And while there has been a C Generator Toolkit for LabVIEW in the past (it has been discontinued since and had a price tag that made it definitely unattractive even for rich corporate clients and absolutely and completely unreachable for normal people like you and me, the resulting code was not something you could have given to an average C++ programmer to make any sense of. LabVIEW is in many ways a unique programming language where parallelism and multithreading are a natural part of the data flow programming model. And exactly these two things are VERY tricky to do right in a traditional programming languages. The LabVIEW developers have to deal with that as LabVIEW itself is written in C++, but the average LabVIEW user simply gets that for free without even being aware of it.
But to translate that LabVIEW code into a traditional, sequential text program flow that is not only sometimes doing the right thing and still maintains the full features of the LabVIEW code is VERY complex and the resulting code is anything but trivial to read.
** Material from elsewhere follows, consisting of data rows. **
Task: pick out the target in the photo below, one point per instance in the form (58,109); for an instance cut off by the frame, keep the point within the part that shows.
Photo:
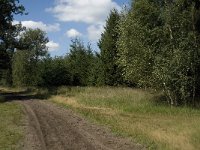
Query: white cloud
(73,33)
(94,32)
(87,11)
(52,46)
(34,25)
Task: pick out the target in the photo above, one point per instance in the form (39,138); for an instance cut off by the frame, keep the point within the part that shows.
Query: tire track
(55,128)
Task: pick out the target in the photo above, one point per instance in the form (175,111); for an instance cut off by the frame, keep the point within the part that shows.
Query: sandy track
(54,128)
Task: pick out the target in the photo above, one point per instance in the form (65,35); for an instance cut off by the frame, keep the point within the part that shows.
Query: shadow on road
(22,96)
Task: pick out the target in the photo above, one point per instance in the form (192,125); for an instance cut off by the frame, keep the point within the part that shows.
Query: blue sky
(63,20)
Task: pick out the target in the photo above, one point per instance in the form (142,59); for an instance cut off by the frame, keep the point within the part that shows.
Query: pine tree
(108,50)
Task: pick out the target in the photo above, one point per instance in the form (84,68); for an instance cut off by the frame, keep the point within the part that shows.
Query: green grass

If you would give that code to someone else as a base to work with, he would first ask you how many armadillos you let walk over your keyboard and then, who in his sane mind came up with this type of complex programming.
Even automated translation between different traditional text based languages is a rather complex and never fully seamless process. Doing the same for a fundamentally different programming approach is not really impossible, but pretty much beyond anyone's tolerance level for complex, expensive and still almost useless fidgetry.